Likewise, a coming switch from Attorney General Brian E. Frosh to Attorney General Anthony G. Brown will occur not with the swearing of an oath but with the tapping of keys on a keyboard.

Hogan and Frosh had been the named appellees in pending appeals brought by gun rights advocates challenging the constitutionality of Maryland’s handgun licensing requirements and ban on semiautomatic assault-style weapons, respectively.

Hogan and Frosh had been named in their official capacities, which they now no longer have following Moore’s swearing in Wednesday in the Senate Chamber – with Oprah Winfrey looking on — and Brown’s swearing in Jan. 3 in the House of Delegates chamber.

Frosh on Thursday characterized the pending case caption change as bittersweet.

“That’s a fight I’m proud to be in,” Frosh said, declining to depart from present tense. “It’s a good fight and I’m sure Anthony Brown will be proud.”

Frosh, then chair of the Senate Judicial Proceedings Committee, shepherded through the General Assembly the 2013 Firearm Safety Act, which set forth the licensing requirements and the assault-style weapons ban.

Case caption changes will not be limited to the governor and attorney general but will also include tax cases that had named former Maryland Comptroller Peter Franchot as a party. The new named party will be Brooke Lierman, who succeeded Franchot on Monday.

In addition, cases and appeals that named recently governmental department heads will also be changed to reflect the new officeholder.

Oprah will likely not be on hand for those clerical alterations.

“Generally speaking, clerks will do it on their own,” said appellate attorney Michael Wein, a Greenbelt solo practitioner.

Wein equated caption alterations to the change — in name only — of Maryland’s appeals courts, from the Court of Appeals and Court of Special Appeals to the Supreme Court and Appellate Court.

New names become “kind of automatic in the minds of the attorneys,” Wein said.  “I think it’s somewhat automatic.”

In Maryland Shall Issue v. Wes Moore (previously, Larry Hogan), MSI contends that the state’s licensing requirement for would-be handgun buyers infringes upon the Constitution’s Second Amendment right of people to keep arms for personal protection in their home and has no historical roots from either 18th- or 19th-century America.

The state, in the governor’s name, has countered that the history and tradition of ensuring gun owners are trained in firearm use dates to 1792 – the year after the Second Amendment’s ratification — when Congress enacted the Uniform Militia Act. Several states passed similar statutes shortly after, Maryland has argued in papers filed with the 4th Circuit.

The appeals court is scheduled to hear arguments in early March.

In Bianchi v.
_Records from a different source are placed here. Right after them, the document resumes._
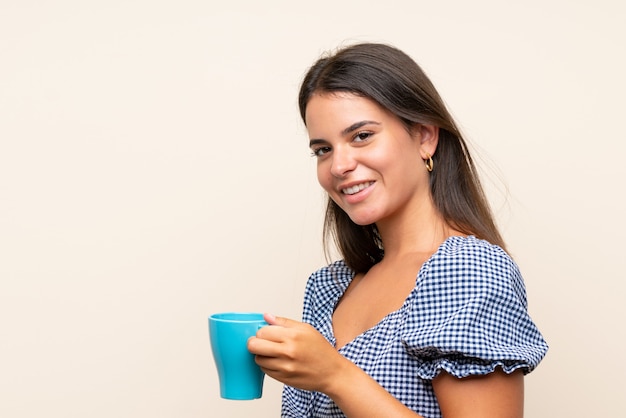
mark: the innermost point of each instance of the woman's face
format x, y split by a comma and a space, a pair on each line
367, 161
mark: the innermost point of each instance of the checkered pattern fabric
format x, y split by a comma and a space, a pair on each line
467, 315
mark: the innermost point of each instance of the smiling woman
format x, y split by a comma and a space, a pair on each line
426, 314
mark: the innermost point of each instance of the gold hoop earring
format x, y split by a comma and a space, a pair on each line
428, 162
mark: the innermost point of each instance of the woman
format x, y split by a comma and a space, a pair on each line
426, 313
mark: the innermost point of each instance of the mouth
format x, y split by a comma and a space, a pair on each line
356, 188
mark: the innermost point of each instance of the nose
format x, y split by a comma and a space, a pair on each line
343, 162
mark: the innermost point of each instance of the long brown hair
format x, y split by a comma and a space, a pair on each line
392, 79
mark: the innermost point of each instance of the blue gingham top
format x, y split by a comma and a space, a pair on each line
467, 315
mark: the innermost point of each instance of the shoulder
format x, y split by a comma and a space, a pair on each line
472, 267
325, 286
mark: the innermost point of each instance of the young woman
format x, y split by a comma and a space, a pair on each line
426, 314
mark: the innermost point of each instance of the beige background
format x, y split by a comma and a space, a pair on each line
153, 170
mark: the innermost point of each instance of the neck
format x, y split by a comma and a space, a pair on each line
422, 233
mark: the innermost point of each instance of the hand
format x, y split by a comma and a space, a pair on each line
295, 354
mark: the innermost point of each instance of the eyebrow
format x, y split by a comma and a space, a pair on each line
346, 131
358, 125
Anthony G. Brown (previously, Brian E. Frosh), gun rights advocates say the ban on semiautomatic assault-style weapons – including the AR-15 — violates the Second Amendment because the guns, though dangerous, are commonly used by law-abiding citizens.

The advocates cited a recent U.S. Supreme Court decision in stating that gun restrictions are constitutionally valid only if in keeping with the nation’s history of regulating “dangerous and unusual” weapons when the Second Amendment was ratified in 1791 or when the 14th Amendment extended the right to the states in 1868.

The state, in the attorney general’s name, has countered that the ban passes constitutional muster because it is in keeping with the nation’s history of restricting “extraordinarily dangerous” offensive weapons dating to the bowie knife in the early 1800s.

The 4th Circuit heard arguments in the case last month. The court has not set a date for issuing its decision.